WSU professor co-authors white collar crime law casebook

Wayne State University Law School Professor Peter J. Henning is co-author of the newly released fourth edition of White Collar Crime: Law and Practice.

The casebook is one of the leading treatments of the topic for law students. Its publisher, West Academic Publishing, calls it an indispensable guide for students and practitioners alike.

Co-authors with Henning are Judge Paul Borman of the U.S. District Court for the Eastern District of Michigan and professors Jerold H. Israel of the University of Michigan Law School and Ellen S. Podgor of Stetson University College of Law.

“The fourth edition incorporates recent developments in the law of white collar crime, such as changes to mail and wire fraud prosecutions from the Supreme Court’s decision in Skilling v. United States that limited honest services fraud, and the narrow reading of an obstruction of justice statute in Yates v. United States,” Henning said. “We provide additional materials in a Statutory & Documentary Supplement and a website devoted to new cases and laws that change how white collar crimes are investigated and prosecuted.”

The book is designed to promote student appreciation of the interaction of legal doctrines as they are applied in the white collar crime field. The material covers issues related to substantive criminal law, criminal procedure, administrative procedure, corporate law, evidence, civil procedure, sentencing law and highly specialized regulatory law. The casebook also allows students to appreciate the influence of administrative policies on the development of a white collar criminal practice. In addition to traditional materials in the casebook, a companion statutory and documentary supplement provides rich primary source material.

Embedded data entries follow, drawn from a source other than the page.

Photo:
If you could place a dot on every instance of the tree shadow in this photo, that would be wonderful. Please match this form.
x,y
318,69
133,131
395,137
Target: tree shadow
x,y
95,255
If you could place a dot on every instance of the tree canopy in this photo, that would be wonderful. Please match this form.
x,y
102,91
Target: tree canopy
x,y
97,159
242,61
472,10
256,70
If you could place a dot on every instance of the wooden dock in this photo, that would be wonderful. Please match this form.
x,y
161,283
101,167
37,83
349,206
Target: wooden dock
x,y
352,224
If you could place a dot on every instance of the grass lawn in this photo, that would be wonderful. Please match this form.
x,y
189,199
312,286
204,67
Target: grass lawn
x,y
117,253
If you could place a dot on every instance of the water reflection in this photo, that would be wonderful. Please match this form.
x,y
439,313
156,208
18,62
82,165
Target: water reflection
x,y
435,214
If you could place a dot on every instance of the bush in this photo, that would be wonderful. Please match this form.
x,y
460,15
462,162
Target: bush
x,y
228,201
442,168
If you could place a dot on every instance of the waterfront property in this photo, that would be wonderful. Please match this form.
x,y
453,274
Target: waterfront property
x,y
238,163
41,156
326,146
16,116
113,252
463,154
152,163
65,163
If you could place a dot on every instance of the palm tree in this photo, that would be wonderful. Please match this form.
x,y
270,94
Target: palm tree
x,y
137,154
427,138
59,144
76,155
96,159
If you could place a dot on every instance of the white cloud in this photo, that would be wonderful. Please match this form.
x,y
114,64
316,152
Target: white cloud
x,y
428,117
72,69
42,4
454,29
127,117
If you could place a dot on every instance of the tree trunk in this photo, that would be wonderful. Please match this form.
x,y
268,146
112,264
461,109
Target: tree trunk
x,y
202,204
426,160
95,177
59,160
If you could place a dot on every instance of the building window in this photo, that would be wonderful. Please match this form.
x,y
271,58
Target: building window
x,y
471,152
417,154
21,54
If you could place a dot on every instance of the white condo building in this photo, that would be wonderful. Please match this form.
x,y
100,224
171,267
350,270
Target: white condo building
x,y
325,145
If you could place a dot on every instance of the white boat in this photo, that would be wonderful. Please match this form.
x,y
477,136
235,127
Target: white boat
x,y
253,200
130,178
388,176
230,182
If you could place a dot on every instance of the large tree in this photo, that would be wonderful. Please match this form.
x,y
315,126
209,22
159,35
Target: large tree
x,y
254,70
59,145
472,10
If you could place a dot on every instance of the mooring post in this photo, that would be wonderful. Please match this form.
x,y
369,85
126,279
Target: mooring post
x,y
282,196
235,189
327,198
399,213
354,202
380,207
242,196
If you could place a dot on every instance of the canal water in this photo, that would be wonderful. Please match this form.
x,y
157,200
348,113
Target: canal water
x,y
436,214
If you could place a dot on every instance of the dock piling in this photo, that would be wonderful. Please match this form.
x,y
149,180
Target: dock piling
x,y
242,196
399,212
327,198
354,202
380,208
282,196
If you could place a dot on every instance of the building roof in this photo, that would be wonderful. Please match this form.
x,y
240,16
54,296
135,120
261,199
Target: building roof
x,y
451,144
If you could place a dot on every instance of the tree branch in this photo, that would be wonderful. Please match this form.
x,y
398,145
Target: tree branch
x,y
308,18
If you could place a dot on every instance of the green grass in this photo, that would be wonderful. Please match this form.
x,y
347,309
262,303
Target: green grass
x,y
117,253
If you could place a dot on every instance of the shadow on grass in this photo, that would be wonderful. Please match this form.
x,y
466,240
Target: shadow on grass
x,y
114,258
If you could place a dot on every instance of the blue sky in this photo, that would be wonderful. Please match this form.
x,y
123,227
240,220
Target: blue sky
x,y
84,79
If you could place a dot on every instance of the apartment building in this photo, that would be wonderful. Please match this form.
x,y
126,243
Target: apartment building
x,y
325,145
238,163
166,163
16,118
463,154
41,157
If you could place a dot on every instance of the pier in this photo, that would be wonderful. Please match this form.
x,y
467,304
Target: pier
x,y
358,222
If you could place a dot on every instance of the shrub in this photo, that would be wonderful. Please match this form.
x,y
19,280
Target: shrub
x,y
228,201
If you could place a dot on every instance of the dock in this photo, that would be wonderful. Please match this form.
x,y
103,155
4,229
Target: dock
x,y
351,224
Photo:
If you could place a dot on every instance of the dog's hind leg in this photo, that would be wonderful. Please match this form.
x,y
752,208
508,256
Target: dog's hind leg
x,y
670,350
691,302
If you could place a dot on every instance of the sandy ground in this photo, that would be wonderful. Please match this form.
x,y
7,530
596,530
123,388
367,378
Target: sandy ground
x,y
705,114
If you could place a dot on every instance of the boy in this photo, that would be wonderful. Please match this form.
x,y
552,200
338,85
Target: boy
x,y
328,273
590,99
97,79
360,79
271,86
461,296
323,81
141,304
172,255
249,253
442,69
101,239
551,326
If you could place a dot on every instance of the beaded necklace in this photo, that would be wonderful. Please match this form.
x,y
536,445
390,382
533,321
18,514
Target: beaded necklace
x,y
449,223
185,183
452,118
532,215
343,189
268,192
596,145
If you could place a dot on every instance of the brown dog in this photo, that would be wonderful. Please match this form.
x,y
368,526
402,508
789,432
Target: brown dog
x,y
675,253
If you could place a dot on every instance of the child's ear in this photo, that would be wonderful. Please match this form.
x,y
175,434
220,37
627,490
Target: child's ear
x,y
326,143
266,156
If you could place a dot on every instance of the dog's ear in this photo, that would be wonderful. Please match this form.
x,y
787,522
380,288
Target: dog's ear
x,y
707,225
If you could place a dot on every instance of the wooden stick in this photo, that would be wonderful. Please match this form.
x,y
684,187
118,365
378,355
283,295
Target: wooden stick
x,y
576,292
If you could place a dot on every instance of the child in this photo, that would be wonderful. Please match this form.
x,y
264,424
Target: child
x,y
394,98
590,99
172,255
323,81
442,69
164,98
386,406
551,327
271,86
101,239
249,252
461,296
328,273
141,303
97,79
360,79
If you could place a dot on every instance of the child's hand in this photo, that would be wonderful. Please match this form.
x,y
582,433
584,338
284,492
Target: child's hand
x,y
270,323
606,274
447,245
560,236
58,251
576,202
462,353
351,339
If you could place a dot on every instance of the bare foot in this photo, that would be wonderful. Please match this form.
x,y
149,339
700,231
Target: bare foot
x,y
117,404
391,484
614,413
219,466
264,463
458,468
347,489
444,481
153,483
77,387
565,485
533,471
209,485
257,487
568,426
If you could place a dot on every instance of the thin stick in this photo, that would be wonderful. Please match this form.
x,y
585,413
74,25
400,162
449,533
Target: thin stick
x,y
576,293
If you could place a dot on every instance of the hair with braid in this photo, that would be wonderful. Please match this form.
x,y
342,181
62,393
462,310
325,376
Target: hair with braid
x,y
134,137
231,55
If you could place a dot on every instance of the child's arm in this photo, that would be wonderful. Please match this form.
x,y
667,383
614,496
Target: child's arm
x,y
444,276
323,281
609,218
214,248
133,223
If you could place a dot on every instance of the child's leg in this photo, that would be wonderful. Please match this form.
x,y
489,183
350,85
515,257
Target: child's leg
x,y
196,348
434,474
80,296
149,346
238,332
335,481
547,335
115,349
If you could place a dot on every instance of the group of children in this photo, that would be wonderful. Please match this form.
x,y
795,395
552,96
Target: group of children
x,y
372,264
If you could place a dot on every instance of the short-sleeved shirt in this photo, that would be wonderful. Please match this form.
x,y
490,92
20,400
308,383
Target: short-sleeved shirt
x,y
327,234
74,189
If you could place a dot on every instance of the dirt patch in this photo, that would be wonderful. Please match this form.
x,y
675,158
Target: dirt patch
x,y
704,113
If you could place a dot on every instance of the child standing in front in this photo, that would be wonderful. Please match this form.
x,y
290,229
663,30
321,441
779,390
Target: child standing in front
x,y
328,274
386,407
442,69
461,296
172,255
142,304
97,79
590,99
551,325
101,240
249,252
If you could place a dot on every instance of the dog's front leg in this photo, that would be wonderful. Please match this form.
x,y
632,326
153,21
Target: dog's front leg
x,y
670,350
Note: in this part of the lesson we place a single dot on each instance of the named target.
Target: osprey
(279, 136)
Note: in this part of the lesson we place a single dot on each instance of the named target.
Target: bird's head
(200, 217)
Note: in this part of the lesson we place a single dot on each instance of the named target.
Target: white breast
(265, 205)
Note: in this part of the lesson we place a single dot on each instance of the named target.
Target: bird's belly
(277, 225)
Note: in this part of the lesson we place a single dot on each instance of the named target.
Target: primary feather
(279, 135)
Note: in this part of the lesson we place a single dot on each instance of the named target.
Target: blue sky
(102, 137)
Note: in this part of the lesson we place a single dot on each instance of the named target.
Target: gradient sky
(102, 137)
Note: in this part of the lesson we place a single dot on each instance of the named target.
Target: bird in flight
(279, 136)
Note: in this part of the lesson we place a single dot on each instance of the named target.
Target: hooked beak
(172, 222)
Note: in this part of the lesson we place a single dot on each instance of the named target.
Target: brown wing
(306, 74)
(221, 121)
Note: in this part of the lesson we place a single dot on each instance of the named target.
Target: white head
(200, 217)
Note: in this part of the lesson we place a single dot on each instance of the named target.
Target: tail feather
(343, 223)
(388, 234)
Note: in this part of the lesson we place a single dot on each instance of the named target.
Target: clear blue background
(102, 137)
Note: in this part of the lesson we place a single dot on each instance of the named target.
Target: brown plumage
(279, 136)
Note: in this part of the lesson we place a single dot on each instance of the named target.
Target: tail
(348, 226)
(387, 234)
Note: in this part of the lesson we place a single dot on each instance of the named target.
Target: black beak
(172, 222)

Henning teaches courses including White Collar Crime, Criminal Procedure and Criminal Pretrial Advocacy at Wayne Law. He joined the faculty in 1994. Since then, Henning has received a number of teaching awards, including the President’s Award for Excellence in Teaching and the Donald H. Gordon Award for Excellence in Teaching. He graduated from Georgetown University Law Center in 1985. He was a senior attorney in the Division of Enforcement at the U.S. Securities & Exchange Commission until 1991, working on cases involving insider trading, penny stock fraud, market manipulation and accounting irregularities. He then moved to the Criminal Division of the U.S. Department of Justice, working in the Fraud Section on the investigation and prosecution of bank fraud.

Henning’s scholarship focuses primarily on white collar crime, constitutional criminal procedure and attorney ethics. He frequently publishes articles and often is quoted in the media and asked to comment on legal issues. He is a neutral arbiter through the National Association of Securities Dealers Dispute Resolution arbitration program to resolve customer and broker claims involving securities. Henning also writes a regular column for The New York Times DealBook called White Collar Watch.